Several X rays were taken of his shoulder area. He wouldn’t have known that so clearly but that several consecutive times the cubicle he occupied was cleared of all personnel.
Finally, a doctor-bearded, young, olive-complexioned-appeared directly in Koesler’s vision. “Father, there’s a bullet in your shoulder. It’s got to come out. Other than that, you seem to be in good shape. A few bruises, but the bullet is our concern.”
This was followed by injections, a peaceful, floating feeling, and finally, mercifully, unconsciousness.
19
Father Koesler sensed that he had awakened more than once through the night. But this time his head was just a little clearer.
He looked around. No doubt about it, this was a hospital room. And, he observed gratefully, a private room. The times he had awakened earlier it was difficult to know whether he was dreaming. The dull, throbbing pain in his shoulder argued in favor of reality.
But this was the morning of a bleak, overcast day. His brain was beginning to function with some clarity. He remembered-or thought he remembered-a nurse explaining that if he experienced pain, he should push the button on his contraption just to the left of his bed. That would feed a measured dose of painkiller into him. He pushed the button.

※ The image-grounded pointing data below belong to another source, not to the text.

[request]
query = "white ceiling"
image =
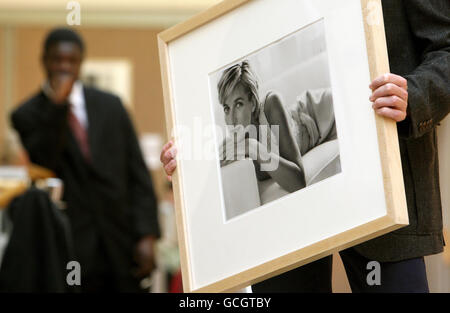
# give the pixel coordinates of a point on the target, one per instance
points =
(109, 13)
(108, 5)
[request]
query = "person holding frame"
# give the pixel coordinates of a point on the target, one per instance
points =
(416, 94)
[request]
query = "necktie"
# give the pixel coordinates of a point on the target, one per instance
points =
(80, 134)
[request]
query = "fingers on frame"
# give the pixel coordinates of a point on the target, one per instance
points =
(389, 78)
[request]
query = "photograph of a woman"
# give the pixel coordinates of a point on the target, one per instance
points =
(286, 121)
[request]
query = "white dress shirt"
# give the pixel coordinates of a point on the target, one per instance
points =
(76, 99)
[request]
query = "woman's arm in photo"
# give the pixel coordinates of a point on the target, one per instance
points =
(289, 172)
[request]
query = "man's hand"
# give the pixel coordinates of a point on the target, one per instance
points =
(167, 158)
(390, 96)
(144, 256)
(62, 86)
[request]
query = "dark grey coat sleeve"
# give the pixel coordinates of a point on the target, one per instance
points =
(429, 83)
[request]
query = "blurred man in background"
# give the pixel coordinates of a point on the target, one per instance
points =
(87, 138)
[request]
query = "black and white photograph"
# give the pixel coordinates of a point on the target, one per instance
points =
(274, 108)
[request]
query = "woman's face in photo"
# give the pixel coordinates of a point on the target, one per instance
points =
(238, 107)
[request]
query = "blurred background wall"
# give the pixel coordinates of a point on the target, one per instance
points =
(119, 31)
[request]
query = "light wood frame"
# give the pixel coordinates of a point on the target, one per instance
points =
(397, 214)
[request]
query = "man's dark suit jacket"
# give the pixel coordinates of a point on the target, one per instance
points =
(418, 38)
(110, 200)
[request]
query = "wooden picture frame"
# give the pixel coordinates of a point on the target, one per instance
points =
(395, 215)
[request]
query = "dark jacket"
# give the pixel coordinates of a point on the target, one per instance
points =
(39, 248)
(110, 200)
(418, 39)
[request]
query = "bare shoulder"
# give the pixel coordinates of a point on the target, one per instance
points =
(272, 103)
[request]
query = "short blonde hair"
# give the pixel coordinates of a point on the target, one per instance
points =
(240, 73)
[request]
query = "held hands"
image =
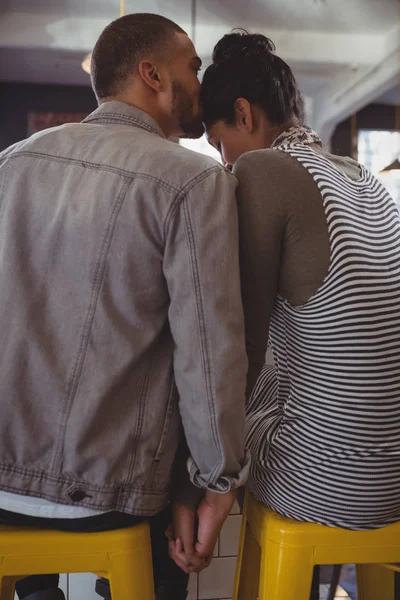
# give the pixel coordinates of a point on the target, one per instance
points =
(192, 550)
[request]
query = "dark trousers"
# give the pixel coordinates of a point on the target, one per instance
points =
(166, 573)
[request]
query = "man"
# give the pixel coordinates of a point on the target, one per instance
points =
(120, 312)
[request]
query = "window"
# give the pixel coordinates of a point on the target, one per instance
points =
(378, 149)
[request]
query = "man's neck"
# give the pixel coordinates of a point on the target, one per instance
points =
(146, 106)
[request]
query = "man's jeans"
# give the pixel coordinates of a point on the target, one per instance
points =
(166, 573)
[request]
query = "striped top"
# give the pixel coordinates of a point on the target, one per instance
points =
(324, 425)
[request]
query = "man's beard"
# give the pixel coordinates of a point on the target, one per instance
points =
(190, 124)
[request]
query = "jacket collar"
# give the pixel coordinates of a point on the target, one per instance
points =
(119, 112)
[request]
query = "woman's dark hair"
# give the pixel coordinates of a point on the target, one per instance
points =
(123, 44)
(245, 66)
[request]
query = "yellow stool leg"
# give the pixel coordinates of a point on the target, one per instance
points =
(7, 587)
(131, 576)
(248, 566)
(374, 581)
(286, 572)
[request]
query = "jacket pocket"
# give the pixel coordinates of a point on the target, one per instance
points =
(167, 445)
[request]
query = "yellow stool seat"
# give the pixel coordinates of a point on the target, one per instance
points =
(277, 556)
(123, 556)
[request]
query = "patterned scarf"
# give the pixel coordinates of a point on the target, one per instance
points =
(297, 135)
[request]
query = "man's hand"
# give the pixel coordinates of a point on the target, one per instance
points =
(190, 555)
(182, 536)
(212, 512)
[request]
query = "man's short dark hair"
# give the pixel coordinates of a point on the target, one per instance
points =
(123, 44)
(245, 66)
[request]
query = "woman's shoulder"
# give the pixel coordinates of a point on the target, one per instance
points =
(269, 164)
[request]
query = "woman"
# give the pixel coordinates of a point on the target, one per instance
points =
(320, 259)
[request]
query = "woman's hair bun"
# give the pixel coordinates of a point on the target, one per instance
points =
(240, 43)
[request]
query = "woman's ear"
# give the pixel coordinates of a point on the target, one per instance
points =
(243, 115)
(150, 75)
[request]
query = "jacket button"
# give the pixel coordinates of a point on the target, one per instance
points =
(78, 495)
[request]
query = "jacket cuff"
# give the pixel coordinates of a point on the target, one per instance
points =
(224, 483)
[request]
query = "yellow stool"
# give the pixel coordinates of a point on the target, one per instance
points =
(123, 556)
(277, 556)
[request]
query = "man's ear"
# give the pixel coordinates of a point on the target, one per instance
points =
(150, 75)
(243, 115)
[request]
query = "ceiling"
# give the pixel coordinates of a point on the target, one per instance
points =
(344, 52)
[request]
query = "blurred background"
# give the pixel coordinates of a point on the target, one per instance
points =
(345, 54)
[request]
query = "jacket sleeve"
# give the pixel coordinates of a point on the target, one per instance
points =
(201, 266)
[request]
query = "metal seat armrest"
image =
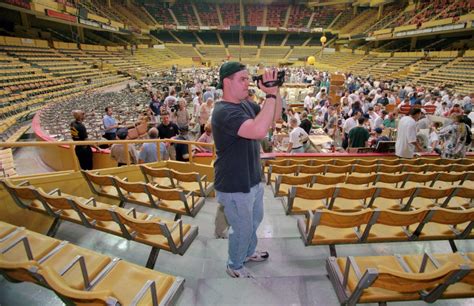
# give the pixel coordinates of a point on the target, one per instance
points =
(55, 190)
(91, 199)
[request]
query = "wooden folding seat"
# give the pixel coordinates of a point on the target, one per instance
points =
(462, 168)
(391, 198)
(408, 161)
(389, 225)
(390, 180)
(24, 195)
(382, 279)
(351, 198)
(307, 162)
(416, 179)
(301, 199)
(142, 130)
(364, 169)
(326, 227)
(320, 181)
(439, 168)
(175, 201)
(278, 162)
(446, 180)
(172, 236)
(22, 250)
(369, 162)
(311, 170)
(123, 284)
(464, 288)
(284, 182)
(191, 181)
(425, 197)
(344, 162)
(415, 168)
(393, 169)
(274, 170)
(428, 161)
(101, 185)
(158, 176)
(462, 197)
(331, 169)
(447, 224)
(360, 179)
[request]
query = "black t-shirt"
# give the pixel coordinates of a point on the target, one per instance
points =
(78, 131)
(237, 167)
(306, 125)
(181, 150)
(168, 131)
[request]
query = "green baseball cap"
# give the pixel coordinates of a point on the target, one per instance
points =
(228, 69)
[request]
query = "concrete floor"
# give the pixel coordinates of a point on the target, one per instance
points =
(293, 275)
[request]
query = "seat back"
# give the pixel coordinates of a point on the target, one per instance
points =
(135, 187)
(96, 213)
(98, 180)
(344, 219)
(361, 179)
(420, 178)
(165, 194)
(401, 218)
(155, 173)
(183, 176)
(389, 168)
(364, 169)
(338, 169)
(304, 169)
(79, 297)
(22, 195)
(308, 162)
(344, 162)
(451, 216)
(329, 180)
(390, 178)
(312, 193)
(412, 282)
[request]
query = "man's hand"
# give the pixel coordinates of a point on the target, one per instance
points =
(269, 75)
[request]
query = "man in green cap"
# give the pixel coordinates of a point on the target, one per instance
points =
(238, 126)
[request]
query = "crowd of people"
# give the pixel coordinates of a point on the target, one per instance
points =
(369, 111)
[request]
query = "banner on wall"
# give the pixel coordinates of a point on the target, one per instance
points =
(89, 23)
(58, 15)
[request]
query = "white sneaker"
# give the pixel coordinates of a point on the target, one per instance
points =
(240, 273)
(258, 256)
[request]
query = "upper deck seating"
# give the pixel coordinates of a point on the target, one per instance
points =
(382, 279)
(172, 236)
(80, 276)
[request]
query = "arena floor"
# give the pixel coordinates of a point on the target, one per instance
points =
(293, 275)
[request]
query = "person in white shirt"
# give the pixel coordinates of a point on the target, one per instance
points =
(196, 105)
(349, 124)
(297, 137)
(406, 135)
(308, 102)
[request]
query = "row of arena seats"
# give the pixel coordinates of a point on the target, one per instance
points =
(274, 170)
(368, 162)
(253, 15)
(426, 277)
(166, 189)
(80, 276)
(160, 234)
(326, 227)
(401, 180)
(350, 198)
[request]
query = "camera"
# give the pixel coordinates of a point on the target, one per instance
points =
(278, 82)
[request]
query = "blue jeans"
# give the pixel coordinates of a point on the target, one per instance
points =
(244, 212)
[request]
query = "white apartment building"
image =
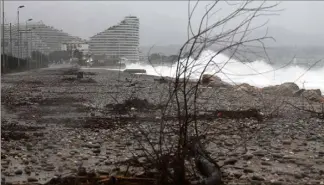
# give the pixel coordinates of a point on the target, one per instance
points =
(35, 37)
(80, 45)
(121, 40)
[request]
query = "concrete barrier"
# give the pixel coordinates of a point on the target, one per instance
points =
(135, 71)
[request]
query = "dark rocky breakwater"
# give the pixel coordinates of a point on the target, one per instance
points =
(53, 122)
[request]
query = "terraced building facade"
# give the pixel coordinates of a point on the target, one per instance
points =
(121, 40)
(35, 37)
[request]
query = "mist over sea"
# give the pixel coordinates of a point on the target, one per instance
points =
(257, 73)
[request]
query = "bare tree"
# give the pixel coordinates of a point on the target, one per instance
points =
(180, 112)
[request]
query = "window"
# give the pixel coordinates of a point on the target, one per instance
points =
(4, 44)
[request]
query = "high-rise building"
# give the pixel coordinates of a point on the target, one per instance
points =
(36, 36)
(121, 40)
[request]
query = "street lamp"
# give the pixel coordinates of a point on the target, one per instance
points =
(21, 6)
(27, 41)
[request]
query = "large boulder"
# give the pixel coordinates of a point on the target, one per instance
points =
(213, 81)
(313, 95)
(285, 89)
(247, 88)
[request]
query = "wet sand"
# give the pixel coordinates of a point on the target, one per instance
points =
(53, 123)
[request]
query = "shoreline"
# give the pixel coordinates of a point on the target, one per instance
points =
(57, 122)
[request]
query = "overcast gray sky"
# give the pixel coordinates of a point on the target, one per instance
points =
(161, 22)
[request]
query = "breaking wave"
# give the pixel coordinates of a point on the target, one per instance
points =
(257, 73)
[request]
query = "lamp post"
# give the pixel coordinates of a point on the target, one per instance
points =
(21, 6)
(27, 55)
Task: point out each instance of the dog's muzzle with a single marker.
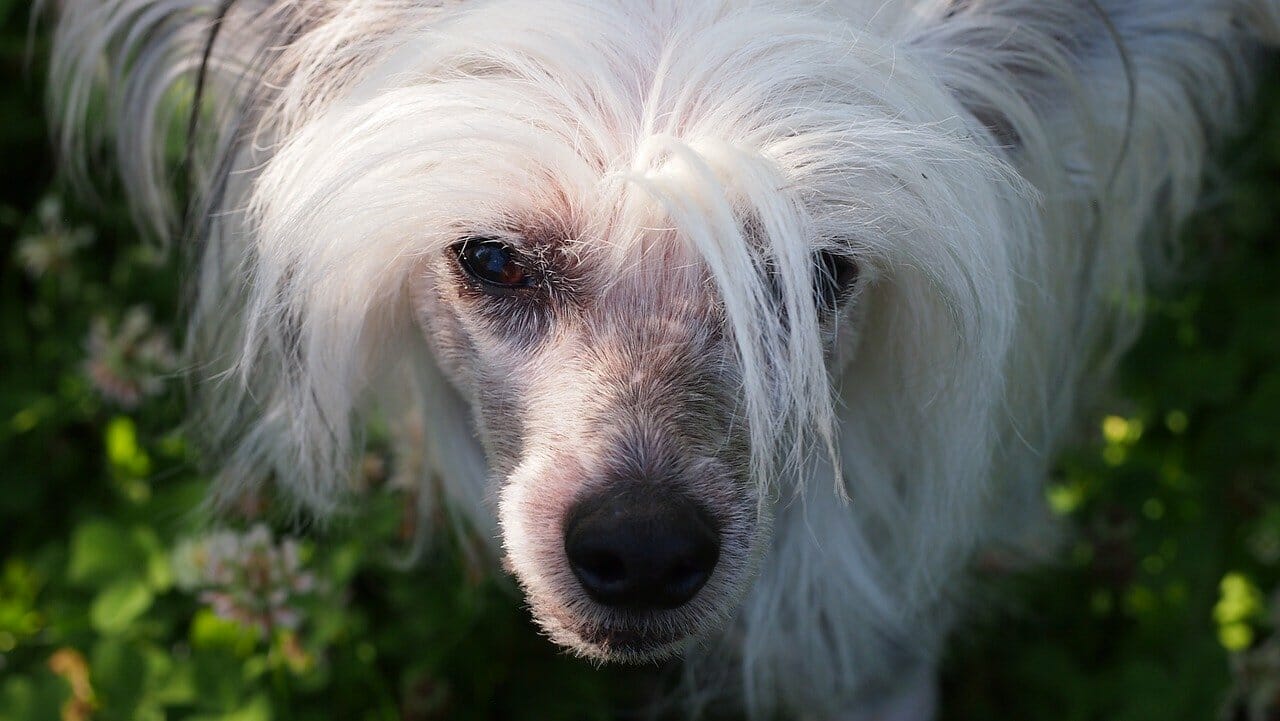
(644, 548)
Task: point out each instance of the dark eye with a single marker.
(835, 275)
(494, 264)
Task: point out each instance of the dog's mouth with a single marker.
(625, 640)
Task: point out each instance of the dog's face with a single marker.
(640, 261)
(608, 398)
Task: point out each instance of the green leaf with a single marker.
(101, 553)
(259, 708)
(119, 605)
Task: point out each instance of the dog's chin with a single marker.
(629, 644)
(625, 638)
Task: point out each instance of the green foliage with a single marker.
(118, 603)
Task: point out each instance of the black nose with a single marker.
(644, 548)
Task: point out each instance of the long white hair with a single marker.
(1001, 170)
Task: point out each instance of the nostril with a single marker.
(606, 569)
(640, 548)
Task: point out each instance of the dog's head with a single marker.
(640, 240)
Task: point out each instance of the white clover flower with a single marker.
(129, 361)
(247, 578)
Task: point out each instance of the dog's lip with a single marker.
(627, 642)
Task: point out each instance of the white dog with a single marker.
(739, 325)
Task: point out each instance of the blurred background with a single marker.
(119, 602)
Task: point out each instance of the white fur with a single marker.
(1001, 169)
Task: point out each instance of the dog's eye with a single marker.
(835, 275)
(493, 263)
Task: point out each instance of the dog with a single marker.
(740, 327)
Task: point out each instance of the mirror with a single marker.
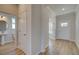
(2, 25)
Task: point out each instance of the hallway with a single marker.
(64, 47)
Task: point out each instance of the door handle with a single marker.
(25, 34)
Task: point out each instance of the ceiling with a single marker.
(57, 8)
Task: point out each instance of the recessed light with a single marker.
(63, 9)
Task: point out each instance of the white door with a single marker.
(64, 30)
(22, 32)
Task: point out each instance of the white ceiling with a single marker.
(58, 8)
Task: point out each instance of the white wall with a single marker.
(77, 26)
(66, 33)
(36, 33)
(44, 27)
(9, 32)
(9, 8)
(36, 28)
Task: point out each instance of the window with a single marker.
(13, 23)
(64, 24)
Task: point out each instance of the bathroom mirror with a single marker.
(3, 25)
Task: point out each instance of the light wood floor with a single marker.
(10, 49)
(63, 47)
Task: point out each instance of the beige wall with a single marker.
(68, 32)
(9, 8)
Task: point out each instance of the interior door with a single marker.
(64, 30)
(22, 32)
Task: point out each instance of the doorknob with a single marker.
(25, 34)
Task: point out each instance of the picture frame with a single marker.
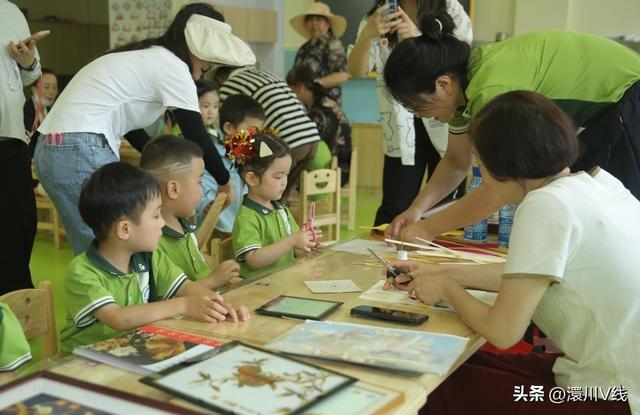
(299, 307)
(58, 394)
(241, 379)
(359, 398)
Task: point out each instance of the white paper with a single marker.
(332, 286)
(359, 246)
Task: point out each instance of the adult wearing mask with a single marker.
(572, 268)
(19, 66)
(411, 144)
(43, 94)
(593, 79)
(323, 52)
(124, 91)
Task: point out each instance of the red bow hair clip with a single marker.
(241, 146)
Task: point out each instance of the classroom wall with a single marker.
(492, 16)
(607, 18)
(79, 11)
(610, 18)
(292, 40)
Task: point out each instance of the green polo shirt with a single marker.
(14, 348)
(182, 249)
(582, 73)
(257, 226)
(92, 282)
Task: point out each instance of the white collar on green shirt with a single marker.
(187, 227)
(259, 208)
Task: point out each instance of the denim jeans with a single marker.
(64, 162)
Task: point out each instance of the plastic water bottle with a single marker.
(505, 222)
(476, 232)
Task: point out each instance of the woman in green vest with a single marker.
(594, 80)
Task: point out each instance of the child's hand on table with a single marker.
(237, 312)
(304, 240)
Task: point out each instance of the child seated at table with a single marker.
(121, 282)
(265, 235)
(237, 112)
(178, 166)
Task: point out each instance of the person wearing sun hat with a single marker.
(323, 52)
(122, 92)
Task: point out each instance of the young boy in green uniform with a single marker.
(120, 283)
(265, 235)
(178, 166)
(14, 349)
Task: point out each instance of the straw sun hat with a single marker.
(338, 23)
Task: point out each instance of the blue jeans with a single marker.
(63, 164)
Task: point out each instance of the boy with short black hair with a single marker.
(238, 112)
(178, 166)
(120, 283)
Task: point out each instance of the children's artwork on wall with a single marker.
(241, 379)
(398, 350)
(134, 20)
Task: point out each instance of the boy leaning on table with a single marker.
(121, 282)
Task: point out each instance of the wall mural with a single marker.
(134, 20)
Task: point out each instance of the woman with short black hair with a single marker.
(572, 268)
(411, 144)
(596, 81)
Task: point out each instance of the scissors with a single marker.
(391, 271)
(308, 225)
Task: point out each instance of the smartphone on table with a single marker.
(389, 314)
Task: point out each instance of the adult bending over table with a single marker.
(594, 80)
(572, 268)
(124, 91)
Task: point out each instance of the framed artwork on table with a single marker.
(242, 379)
(53, 394)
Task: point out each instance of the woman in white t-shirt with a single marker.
(572, 268)
(121, 93)
(411, 144)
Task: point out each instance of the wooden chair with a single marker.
(204, 232)
(48, 218)
(34, 309)
(320, 182)
(349, 191)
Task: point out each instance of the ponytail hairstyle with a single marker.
(415, 63)
(303, 74)
(174, 39)
(424, 7)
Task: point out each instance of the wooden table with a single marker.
(262, 329)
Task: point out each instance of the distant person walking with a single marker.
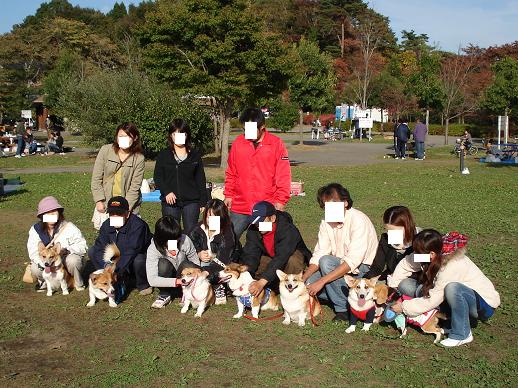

Next, he tried to put the events of last evening together. It was not easy. Nothing even remotely similar had ever happened to him before.
Okay. He met Guido Vespa at the Eastern Market. Koesler remembered how dark it had been and how poorly lit the area was. It had been the first time he and Guido had been together when both of them were standing. They were roughly the same height, but Vespa was much heavier. All of this together probably explained why Koesler would not have seen the gunman. It was dark, and everything was in shadows. Koesler would most likely have not seen anyone approaching to the rear of Vespa due to Vespa’s bulk. Additionally, he had been paying such close attention to Vespa’s incredible story that it would have taken an almost deliberate effort of a third party to be noticed by Koesler.
And that brought him to the crux of the matter: Vespa’s message.
Could he take seriously Vespa’s claim that he had invented the detail of burying Father Keating with Monsignor Kern? Koesler believed he had to take the man seriously. For one thing, there hadn’t been an extra body in the coffin. But also-and Koesler now felt this to be so-last night Vespa was not kidding. It was almost as if he somehow realized that something was about to happen. In effect, it was a deathbed confession that became an actual confession at the point of death.
If that were true, then the heart of what he said also fell into the realm of a deathbed confession. And that was that he had had no intention whatsoever of making a sacramental confession on that memorable Saturday afternoon. It had been-what did Vespa say? — part of the contract. It was what theologians term “simulation.” It appeared to be the real thing, but it was sham. On the other side of the confessional, it would be as if the priest were to pretend to absolve but did not. Or like a priest pretending to consecrate the bread and wine at Mass but withholding the intention to consecrate.
Thus, Vespa’s confession was no confession at all. So, Koesler-and, for that matter, Dunn-was not bound by the seal of confession.
The remaining question was a very large Why? Vespa had explained last night that his pretending to make a confession was part of the contract to kill Keating. But why did the contract carry that provision?
As his thinking became more and more lucid, almost everything that came to mind ended in a question mark.